04 July 2016

Southward

My time in Auckland complete, I started my exploration of the rest of the country by traveling south, as I will do for most of my time here, a one-way journey from the urban to the less urban to the rural.  Today's destination is Rotorua, a popular vacation spot that is home to a very geothermally active area, and is full of opportunities for thrill seekers, or scenic drivers, such as myself.

The day started off chilly, but not frosty, as I got an early start, and fortunately was heading against traffic as I headed southeast.  I made my first exit, and immediately encountered an hour of fog, so I've no clue how wonderful the scenery there is, but eventually the sun prevailed and I made my way first to Matamata, better known as Hobbiton.

This town, in the Waitomo Region is known for horse racing and dairy farms, and thanks to Peter Jackson, it is now known for the throngs of Hobbit seekers who come to visit.

Originally created for the Lord of the Rings trilogy, and then rebuilt for The Hobbit Trilogy, this set from the movie dedicated to the Shire is now completely open to the public for visiting.  Of course, you can't just drive up, but you meet at a visitor centre and proceed by bus to the set, where you can visit the exterior of dozens of Hobbit holes as you make your way up and down the hillside created for the movies. Your visit ends with a trip to the Green Dragon Inn, where they ply you with a beverage of your choice, and there's even costumes you can put on to recreate your favourite scenes.  As the bus driver said, we picked a cracking day, and the weather was clear and gorgeous. Many other people thought so judging by the volume of buses that arrived. Nevertheless, the tour guide was knowledgeable and entertaining and kept us on path as many in my tour group seemed required by law to take a picture of every single Hobbit hole, even if we had already passed it earlier.  (As an aside, if you take your pictures with a tablet, you look like an idiot.)

After the tour of a thousand pictures, I continued on my journey just another hour to Rotorua, and could immediately smell a hint of sulfur in the air, as you always do near thermal features.  The main public park in town had tufts of smelly steam venting from cordoned off quadrants all around, but tomorrow is where I venture out to see some more interesting features.

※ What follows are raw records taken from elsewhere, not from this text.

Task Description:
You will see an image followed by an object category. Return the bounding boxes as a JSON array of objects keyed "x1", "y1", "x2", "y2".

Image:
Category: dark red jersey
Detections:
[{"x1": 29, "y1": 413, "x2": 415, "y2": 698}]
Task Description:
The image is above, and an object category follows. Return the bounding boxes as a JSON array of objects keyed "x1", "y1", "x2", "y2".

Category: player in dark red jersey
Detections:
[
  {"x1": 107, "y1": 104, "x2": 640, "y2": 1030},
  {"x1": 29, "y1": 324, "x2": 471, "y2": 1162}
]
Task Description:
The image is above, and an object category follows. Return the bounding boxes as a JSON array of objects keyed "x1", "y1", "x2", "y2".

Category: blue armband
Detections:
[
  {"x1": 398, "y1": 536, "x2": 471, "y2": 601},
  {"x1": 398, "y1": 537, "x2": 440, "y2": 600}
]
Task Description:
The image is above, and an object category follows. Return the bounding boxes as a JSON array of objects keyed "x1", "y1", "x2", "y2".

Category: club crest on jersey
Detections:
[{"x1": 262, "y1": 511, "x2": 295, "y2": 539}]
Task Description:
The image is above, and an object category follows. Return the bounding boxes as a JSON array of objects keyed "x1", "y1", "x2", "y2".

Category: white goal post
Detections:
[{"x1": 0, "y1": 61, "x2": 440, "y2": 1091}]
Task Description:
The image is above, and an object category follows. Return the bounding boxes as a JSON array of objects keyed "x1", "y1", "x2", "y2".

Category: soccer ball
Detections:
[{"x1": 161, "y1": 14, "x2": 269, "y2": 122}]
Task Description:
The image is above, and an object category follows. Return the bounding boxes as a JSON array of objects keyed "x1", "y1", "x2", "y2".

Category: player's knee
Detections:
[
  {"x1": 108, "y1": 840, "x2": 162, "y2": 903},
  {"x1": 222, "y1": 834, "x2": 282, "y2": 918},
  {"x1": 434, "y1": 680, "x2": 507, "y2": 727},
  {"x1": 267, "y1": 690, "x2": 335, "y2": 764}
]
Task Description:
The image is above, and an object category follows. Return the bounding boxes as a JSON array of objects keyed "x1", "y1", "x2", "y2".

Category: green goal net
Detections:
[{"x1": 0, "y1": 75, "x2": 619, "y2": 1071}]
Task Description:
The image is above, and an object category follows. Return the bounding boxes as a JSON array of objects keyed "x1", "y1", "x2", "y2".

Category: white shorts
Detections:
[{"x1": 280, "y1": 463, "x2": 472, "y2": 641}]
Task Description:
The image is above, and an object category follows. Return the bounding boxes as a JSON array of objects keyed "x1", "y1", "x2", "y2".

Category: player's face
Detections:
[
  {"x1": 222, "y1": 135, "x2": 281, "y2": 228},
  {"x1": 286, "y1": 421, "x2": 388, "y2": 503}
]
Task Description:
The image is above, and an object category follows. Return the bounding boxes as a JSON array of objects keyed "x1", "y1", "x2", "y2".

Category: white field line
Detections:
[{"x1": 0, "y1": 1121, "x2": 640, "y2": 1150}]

Realizing I hadn't eaten a proper meal since THE meal, I discussed my options at the B&B where I was staying and they properly convinced me to go to the top of the local mountain via gondola for a great dinner and view, and they were right.  There was just enough light left to see the city lights start to twinkle below as I enjoyed my dinner and the visit included a free daytime return trip up the gondola the next day, so I'll head there tomorrow if time allows.